The article mentions using Ctrl-O for navigating backwards in your jumps, but much more useful for going through tags (Ctrl-]) is Ctrl-T. This way, you can dive into a tag, go anywhere in that file (or subsequent files), and Ctrl-T will pop you back to where you followed the tag from.

If you have ambiguous tags (such as an open() method that is found across several different classes and files), you can use :ts to pick the right method to go to, and not lose your tag navigation stack.

Ctrl-] and Ctrl-T, once you set up tags for your project, are indispensable when traversing through code.


Nice, I didn't know Ctrl-T. I usually use ^ or g; to go back.


What's the equivalent for emacs? I usually just M-, til I get back


To open a tag in a tab instead of a split, I use:

map <C-\> :tab split<CR>:exec("tag ".expand("<cword>"))<CR>


And to open a file under the cursor in a tab you can use:

  <C-w>gF
I map it to F9 along with a :tabm to make the new tab the last one in the list:

  nmap <F9> <C-W>gF:tabm<CR>
It's worth noting that if the filename has a colon followed by a line number on the end of it, your cursor will be placed on that line. E.g, <F9> with the cursor on the following:

  ~/.vimrc:40
Would open ~/.vimrc in a new tab, make it the last tab and place your cursor on line 40.

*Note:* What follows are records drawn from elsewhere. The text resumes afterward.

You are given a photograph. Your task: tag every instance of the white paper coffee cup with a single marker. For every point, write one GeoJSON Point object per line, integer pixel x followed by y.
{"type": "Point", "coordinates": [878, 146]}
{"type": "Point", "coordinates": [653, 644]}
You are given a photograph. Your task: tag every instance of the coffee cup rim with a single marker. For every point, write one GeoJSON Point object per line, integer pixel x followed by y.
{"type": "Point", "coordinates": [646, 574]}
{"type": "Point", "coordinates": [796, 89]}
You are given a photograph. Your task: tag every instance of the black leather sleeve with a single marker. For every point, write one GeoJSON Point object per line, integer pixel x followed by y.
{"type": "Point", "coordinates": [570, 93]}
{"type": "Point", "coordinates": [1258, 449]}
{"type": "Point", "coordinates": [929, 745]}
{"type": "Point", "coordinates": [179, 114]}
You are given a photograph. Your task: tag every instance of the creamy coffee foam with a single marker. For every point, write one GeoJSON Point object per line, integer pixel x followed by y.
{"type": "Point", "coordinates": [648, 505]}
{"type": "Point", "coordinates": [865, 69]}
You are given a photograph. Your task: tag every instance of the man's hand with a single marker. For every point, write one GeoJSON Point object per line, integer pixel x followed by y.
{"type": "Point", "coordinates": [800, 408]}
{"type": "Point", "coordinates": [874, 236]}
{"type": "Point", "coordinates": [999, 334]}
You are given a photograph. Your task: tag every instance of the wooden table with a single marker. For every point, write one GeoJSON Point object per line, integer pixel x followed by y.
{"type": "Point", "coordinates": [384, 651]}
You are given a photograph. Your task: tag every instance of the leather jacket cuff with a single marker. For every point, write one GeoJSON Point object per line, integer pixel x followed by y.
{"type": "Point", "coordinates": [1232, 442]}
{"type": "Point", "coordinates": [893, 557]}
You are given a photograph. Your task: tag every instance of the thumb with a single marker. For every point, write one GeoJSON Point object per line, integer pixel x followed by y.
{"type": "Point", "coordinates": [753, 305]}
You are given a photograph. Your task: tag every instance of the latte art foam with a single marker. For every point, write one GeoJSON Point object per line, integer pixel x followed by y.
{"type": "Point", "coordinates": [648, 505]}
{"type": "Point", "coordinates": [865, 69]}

Grep and ack (and I'm sure other tools) use this line number format in their output when searching across multiple files. I often make use of this by piping the output of such a command into a new vim buffer:

  grep -Hnri 'some string or other' * | vim -
Then I use vim to search, further filter and open the files in tabs with my <F9> mapping, jumping straight to the specific line that matched my original search.